Commemorazione della morte di Cristo
Perché? Quando? Da parte di chi?
“UN BUON nome val meglio che preziosi unguenti, e il giorno della morte val meglio del giorno della nascita”. Queste parole sembrano strane a molti. Eppure, quando sono comprese si vede che esprimono una bella verità e sono particolarmente appropriate alla commemorazione della morte di Cristo. — Eccl. 7:1, NM; 7:2, Ti.
Si noti che prima è detto che un nome vale più di preziosi unguenti. Ovviamente, un buon nome, non un cattivo nome, vale più di preziosi unguenti. Infatti è detto ripetutamente che Geova Dio si fa un nome, il che significa un nome buono, grande: “Hai concesso segni e meraviglie contro il Faraone, i suoi servitori e tutta la gente della sua terra. . . . e ti sei fatto un nome fino a oggi”. — Neem. 9:10, Ga; 2 Sam. 7:23; Isa. 63:14; Prov. 22:1.
Quando una creatura umana ha un nome simile, è proprio vero che il giorno della sua morte val più del giorno della sua nascita. Al giorno della sua morte ha fatto qualcosa, ha mantenuto l’integrità, si è fatta un buon nome presso Dio, che le assicura la risurrezione. Non aveva nulla di tutto ciò il giorno in cui nacque. Alla nascita non si hanno meriti né virtù, ma si possono guadagnare meriti, virtù, “tesori in cielo” seguendo una condotta devota. — Matt. 6:20.
PERCHÉ?
Le parole di Ecclesiaste 7:2, secondo cui il giorno della morte val più del giorno in cui si è nati, si applicano, più che a qualsiasi creatura umana che sia vissuta o che ancora vivrà, a Gesù Cristo, il Figlio di Dio. È vero che alla sua nascita come creatura umana aveva già un passato di fedele servizio al Padre suo nel cielo, ma quanto fece mediante la sua vita e morte come uomo! In primo luogo, rivendicò il nome del Padre suo. Satana il Diavolo si era vantato con superbia di poter allontanare tutte le creature da Geova Dio, come aveva allontanato Adamo ed Eva. Gesù Cristo dimostrò che Satana il Diavolo è bugiardo, poiché, per quanto tentasse, il Diavolo non riuscì ad allontanare Gesù dalla lealtà al Padre celeste. Gesù mostrò di essere veramente saggio e in tal modo rallegrò il cuore del Padre suo, perché gli diede la risposta con cui rispondere al Diavolo che vituperava. — Giob., capp. 1 e 2; Prov. 27:11.

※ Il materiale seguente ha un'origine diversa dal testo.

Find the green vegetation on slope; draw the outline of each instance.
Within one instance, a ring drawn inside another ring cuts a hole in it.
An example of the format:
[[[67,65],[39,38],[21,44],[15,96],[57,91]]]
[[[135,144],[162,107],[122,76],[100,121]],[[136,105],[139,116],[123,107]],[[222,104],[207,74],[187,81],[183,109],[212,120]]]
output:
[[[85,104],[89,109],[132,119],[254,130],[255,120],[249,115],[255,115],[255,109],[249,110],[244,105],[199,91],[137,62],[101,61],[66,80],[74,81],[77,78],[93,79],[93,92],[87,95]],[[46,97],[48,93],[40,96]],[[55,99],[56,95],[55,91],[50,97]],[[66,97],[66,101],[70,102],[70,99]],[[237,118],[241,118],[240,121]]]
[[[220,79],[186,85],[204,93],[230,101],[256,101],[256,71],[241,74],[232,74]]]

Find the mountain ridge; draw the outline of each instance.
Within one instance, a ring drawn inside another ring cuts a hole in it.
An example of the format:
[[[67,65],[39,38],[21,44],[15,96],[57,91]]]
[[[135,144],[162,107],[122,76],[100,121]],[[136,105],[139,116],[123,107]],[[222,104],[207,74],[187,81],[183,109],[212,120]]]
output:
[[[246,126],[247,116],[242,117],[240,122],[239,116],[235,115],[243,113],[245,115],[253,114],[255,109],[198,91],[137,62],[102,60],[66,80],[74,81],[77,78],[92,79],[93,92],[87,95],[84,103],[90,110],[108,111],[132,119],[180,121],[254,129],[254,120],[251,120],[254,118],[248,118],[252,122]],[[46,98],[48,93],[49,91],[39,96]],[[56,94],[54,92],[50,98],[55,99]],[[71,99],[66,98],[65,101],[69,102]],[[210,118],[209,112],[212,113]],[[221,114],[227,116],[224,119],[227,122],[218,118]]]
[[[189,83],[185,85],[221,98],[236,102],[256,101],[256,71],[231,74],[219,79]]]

In secondo luogo, con la sua morte Gesù provvide a redimere l’umanità dal peccato e dalla morte. “Il dono che dà Dio è la vita eterna mediante Cristo Gesù nostro Signore”. “Vi è un solo Dio, e un solo mediatore fra Dio e gli uomini, l’uomo Cristo Gesù, che diede se stesso quale riscatto corrispondente per tutti”. Sì, come disse egli stesso: “Il Figlio dell’uomo non è venuto per essere servito, ma per servire e per dare la sua anima come riscatto in cambio di molti”. — Rom. 6:23; 1 Tim. 2:5, 6; Matt. 20:28.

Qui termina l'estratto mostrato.